The kyat was trading as low as 1,300 to the US dollar before the Feb.1, 2021 coup.
Residents of cities and rural areas across Myanmar were also hit by fuel shortages at the same time. As the value of the kyat plunged, prices of imported gasoline and diesel surged.
“These impacts are the result of the junta’s careless printing of banknotes since the coup,” U Tin Tun Naing said.
Two executives who are close to private bankers said the central bank pushed trillions of kyat into the banking sector to prevent it from collapsing.
Bank customers have faced restrictions and other difficulties withdrawing cash from banks since early July.
Trust in private banks fell after the regime announced at the beginning of the month that it was punishing major private banks for exceeding the central bank’s cap on home mortgages. Since then, customers have been lining up to withdraw their life savings.
Banks responded by lowering limits on daily withdrawals to between 1 and 2 million kyats.
In the second week of July, daily withdrawal limits fell to as little to only 500,000 kyats per day. They had been as high as 19 million kyats a day on normal savings accounts before the crunch.
Before printing an additional 3 trillion kyats, the junta held an emergency meeting with the country’s top bankers in Naypyitaw on July 10, where the senior junta officials berated them, and accused them of inflicting inflation on Myanmar and causing the kyat to plunge.
Following the 3 trillion kyat injection into the banking system last month, customers began to be able to withdraw more money from banks in late July and still can this month.
Residents of some wards in Yangon and some businesspeople say that the problem has been solved because they can still withdraw the amount of cash from banks that they usually did before the liquidity crunch.
“We are now able to withdraw the amount we want, but obviously, the quality of the banknotes is getting quite low. We can feel that the banknotes, especially the 5,000 and 10,000 banknotes, are much thinner than ever,” one businessman in Yangon explained.
A KBZ customer in Kyauktada Township who said she withdrew 2 million kyats from the bank in late July and a CB customer in Thingangyun Township who said he withdrew 20 million kyats from CB bank this week both said their banknotes were not only thinner but also smelled strongly of ink. This, they said, was evidence that they were printed recently.
The junta’s affection for printing plenty of cash is not new.
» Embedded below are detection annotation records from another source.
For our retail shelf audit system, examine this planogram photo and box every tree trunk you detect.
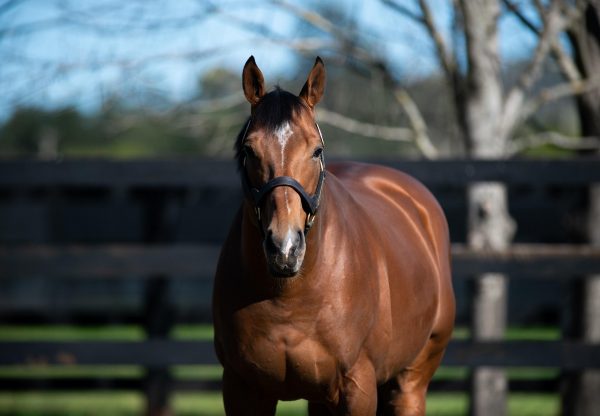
[459,0,515,416]
[568,0,600,141]
[563,0,600,416]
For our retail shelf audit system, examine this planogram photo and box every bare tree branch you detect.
[394,87,439,159]
[502,0,566,135]
[503,0,581,81]
[519,76,600,122]
[419,0,456,80]
[381,0,424,23]
[317,108,438,159]
[508,131,600,156]
[317,108,415,143]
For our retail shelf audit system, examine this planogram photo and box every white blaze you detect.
[274,121,294,168]
[275,121,294,214]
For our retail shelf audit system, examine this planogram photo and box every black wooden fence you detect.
[0,159,600,414]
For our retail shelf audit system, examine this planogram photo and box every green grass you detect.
[0,325,560,416]
[0,392,560,416]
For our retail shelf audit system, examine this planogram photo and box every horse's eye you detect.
[313,147,323,159]
[244,145,256,157]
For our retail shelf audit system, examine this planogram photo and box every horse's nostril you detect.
[265,231,279,253]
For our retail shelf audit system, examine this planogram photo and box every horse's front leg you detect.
[338,353,377,416]
[223,369,277,416]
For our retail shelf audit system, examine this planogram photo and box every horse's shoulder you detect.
[328,162,435,201]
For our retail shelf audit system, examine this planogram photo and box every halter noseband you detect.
[241,118,325,235]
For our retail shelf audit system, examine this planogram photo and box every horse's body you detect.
[213,57,454,415]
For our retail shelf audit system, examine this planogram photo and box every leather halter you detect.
[241,118,325,235]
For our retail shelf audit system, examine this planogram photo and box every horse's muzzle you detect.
[263,230,306,277]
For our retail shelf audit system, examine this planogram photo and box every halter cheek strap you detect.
[241,119,325,235]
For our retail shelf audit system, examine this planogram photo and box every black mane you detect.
[234,87,308,170]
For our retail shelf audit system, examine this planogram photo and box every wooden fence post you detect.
[562,183,600,416]
[467,182,516,416]
[144,276,173,416]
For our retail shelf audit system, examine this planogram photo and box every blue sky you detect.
[0,0,535,119]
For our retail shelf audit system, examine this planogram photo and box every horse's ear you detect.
[300,56,325,108]
[242,56,265,106]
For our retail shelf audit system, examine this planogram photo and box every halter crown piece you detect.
[241,118,325,235]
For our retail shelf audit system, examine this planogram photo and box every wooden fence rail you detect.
[0,159,600,414]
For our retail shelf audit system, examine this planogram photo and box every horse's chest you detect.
[233,328,337,399]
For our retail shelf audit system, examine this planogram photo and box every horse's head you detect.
[236,57,325,277]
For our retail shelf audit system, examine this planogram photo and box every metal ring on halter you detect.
[241,118,325,234]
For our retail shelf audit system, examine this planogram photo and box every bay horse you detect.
[213,57,455,416]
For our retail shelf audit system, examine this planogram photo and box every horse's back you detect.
[328,162,455,366]
[328,162,449,268]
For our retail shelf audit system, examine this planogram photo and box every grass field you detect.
[0,325,560,416]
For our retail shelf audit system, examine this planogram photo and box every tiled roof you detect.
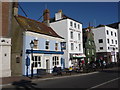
[15,15,62,38]
[50,14,82,24]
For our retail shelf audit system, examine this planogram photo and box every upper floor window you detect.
[100,47,103,50]
[99,39,103,43]
[70,31,73,39]
[45,41,50,49]
[55,43,58,50]
[115,32,117,37]
[74,23,76,28]
[88,41,91,45]
[107,30,109,35]
[79,44,81,51]
[107,39,110,43]
[92,49,94,55]
[33,39,38,49]
[78,33,80,40]
[112,39,114,44]
[70,21,73,26]
[71,43,74,50]
[111,31,113,36]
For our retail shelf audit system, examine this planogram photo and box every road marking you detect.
[87,77,120,90]
[0,71,99,88]
[32,71,99,82]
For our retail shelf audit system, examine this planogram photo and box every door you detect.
[46,59,50,73]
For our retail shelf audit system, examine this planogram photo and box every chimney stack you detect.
[55,10,62,21]
[43,9,50,26]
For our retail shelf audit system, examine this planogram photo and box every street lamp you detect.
[30,40,34,77]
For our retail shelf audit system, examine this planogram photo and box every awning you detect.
[26,50,64,54]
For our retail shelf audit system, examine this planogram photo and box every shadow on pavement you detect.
[12,80,37,90]
[2,80,37,90]
[99,70,120,73]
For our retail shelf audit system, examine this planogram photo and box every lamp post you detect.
[30,40,34,78]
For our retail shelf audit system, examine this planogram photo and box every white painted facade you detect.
[50,12,83,68]
[22,31,64,75]
[92,26,119,62]
[0,38,11,78]
[118,23,120,59]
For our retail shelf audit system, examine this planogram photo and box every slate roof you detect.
[50,14,82,24]
[15,15,63,39]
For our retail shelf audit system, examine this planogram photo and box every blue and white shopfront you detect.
[22,31,65,75]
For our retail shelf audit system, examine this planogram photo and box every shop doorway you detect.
[46,59,50,73]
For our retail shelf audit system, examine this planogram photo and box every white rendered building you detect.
[0,38,11,78]
[50,10,85,68]
[92,25,119,62]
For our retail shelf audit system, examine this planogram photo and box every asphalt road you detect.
[3,68,120,90]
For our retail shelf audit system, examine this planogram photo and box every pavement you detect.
[0,66,118,86]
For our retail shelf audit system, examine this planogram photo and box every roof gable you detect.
[15,15,62,38]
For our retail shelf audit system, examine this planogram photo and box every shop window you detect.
[33,56,41,68]
[99,39,103,43]
[53,56,59,66]
[78,33,80,40]
[107,30,109,35]
[45,41,49,49]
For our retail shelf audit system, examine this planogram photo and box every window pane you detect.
[35,56,37,61]
[99,39,103,43]
[35,62,37,67]
[70,32,73,39]
[38,56,41,61]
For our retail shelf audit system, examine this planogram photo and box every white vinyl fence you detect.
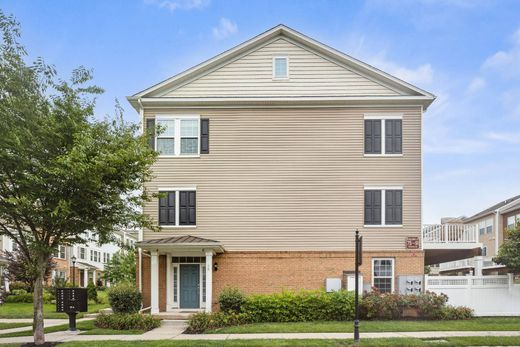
[424,274,520,316]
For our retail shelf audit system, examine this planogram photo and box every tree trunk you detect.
[33,256,47,345]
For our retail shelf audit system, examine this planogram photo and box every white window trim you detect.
[363,185,404,228]
[154,114,200,158]
[371,258,395,293]
[363,113,403,157]
[157,186,198,229]
[272,55,289,81]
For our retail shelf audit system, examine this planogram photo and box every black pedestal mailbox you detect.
[56,288,88,331]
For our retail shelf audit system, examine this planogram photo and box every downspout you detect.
[495,209,500,256]
[137,98,144,292]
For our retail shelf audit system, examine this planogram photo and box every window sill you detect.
[363,153,403,158]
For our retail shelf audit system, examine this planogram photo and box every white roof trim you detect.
[128,25,435,107]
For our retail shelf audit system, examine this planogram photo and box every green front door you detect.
[180,264,200,308]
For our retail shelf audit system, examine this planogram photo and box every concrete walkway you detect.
[0,321,520,345]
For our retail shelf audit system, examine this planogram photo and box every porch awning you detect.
[136,235,224,253]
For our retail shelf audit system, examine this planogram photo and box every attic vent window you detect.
[273,57,289,79]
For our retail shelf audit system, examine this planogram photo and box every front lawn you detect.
[60,336,520,347]
[0,303,109,319]
[0,323,31,330]
[205,317,520,334]
[0,319,145,338]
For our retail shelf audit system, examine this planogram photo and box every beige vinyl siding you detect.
[144,107,421,251]
[465,213,496,257]
[165,39,399,97]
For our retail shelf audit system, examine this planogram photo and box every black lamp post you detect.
[71,256,76,287]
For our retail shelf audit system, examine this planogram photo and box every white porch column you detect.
[206,251,213,312]
[150,251,159,314]
[166,253,173,310]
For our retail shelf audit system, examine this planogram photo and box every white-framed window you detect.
[507,213,520,229]
[364,186,403,227]
[158,187,197,227]
[478,218,493,235]
[52,246,66,259]
[273,56,289,80]
[364,113,403,157]
[155,116,200,157]
[372,258,394,293]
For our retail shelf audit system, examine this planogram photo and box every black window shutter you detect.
[200,118,209,154]
[385,119,403,154]
[159,192,175,225]
[179,191,196,225]
[145,118,155,150]
[385,190,403,225]
[365,119,381,154]
[365,190,381,225]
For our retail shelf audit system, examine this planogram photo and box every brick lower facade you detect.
[138,251,424,311]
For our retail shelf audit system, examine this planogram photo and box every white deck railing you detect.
[422,224,478,244]
[439,258,475,271]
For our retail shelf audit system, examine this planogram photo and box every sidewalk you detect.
[0,321,520,344]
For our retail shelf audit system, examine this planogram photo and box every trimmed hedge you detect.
[94,313,161,331]
[186,311,250,334]
[241,290,354,322]
[108,284,143,313]
[361,290,473,320]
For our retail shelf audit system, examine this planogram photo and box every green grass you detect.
[0,303,109,319]
[206,317,520,334]
[60,336,520,347]
[0,323,31,330]
[0,320,145,338]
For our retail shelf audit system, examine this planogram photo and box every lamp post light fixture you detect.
[71,256,76,287]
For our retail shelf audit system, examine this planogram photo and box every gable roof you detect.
[464,195,520,223]
[128,24,435,109]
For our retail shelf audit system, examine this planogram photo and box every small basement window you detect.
[273,57,289,79]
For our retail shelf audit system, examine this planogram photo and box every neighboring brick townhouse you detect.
[128,25,444,313]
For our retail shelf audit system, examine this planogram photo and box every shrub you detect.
[442,305,473,320]
[218,288,246,313]
[108,283,142,313]
[94,313,161,331]
[361,289,402,320]
[242,290,354,322]
[87,281,97,302]
[186,311,250,334]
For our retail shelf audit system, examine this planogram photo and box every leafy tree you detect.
[5,252,56,292]
[103,249,136,284]
[0,11,157,345]
[493,222,520,274]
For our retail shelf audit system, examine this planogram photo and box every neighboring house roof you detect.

Both the National Unity Government and Australian economist Sean Turnell, who was jailed by the junta, previously revealed that the regime had printed about 30 trillion kyats in the three years since its coup.
The junta’s hyper-aggressive monetary expansion, they said, was a major reason for the kyat’s plunge.
Speaking to The Irrawaddy, Tin Tun Naing said the junta had to do this to raise the cash it needed to fund its war and administration, and that it will persist in expanding the supply of money to ensure its future.
“What we can say for sure now is that the amount of money that the junta has been printing since the coup has now already exceeded 30 trillion kyats. As a consequence, Myanmar’s kyat value will continue falling and we see no chance for the banks to recover,” he said.
In the two years before the coup, the government of the civilian National League for Democracy (NLD) injected a total of 3.656 trillion kyats into the economy to help ameliorate the challenges created by the pandemic.
In 39 months, the junta has printed more than eight times the amount of money that the NLD did in a pandemic-hit two-year period, the NUG said in a June press conference.
Economist Turnell, a former economic advisor to Daw Aung San Suu Kyi, told The Irrawaddy that flooding an economy with cash is a common response to severe financial crises, especially those that involve a collapse in institutional trust.
“This is precisely Myanmar’s situation now,” he said. “Nobody can reasonably trust the country’s banks, nor the regulatory authorities that are meant to keep depositor money safe.”
“This is yet another sign of the desperate economic plight the State Administrative Council [the junta’s governing body] has put Myanmar in. This is ‘war economy’ stuff, but on the losing side of that narrative,” he added.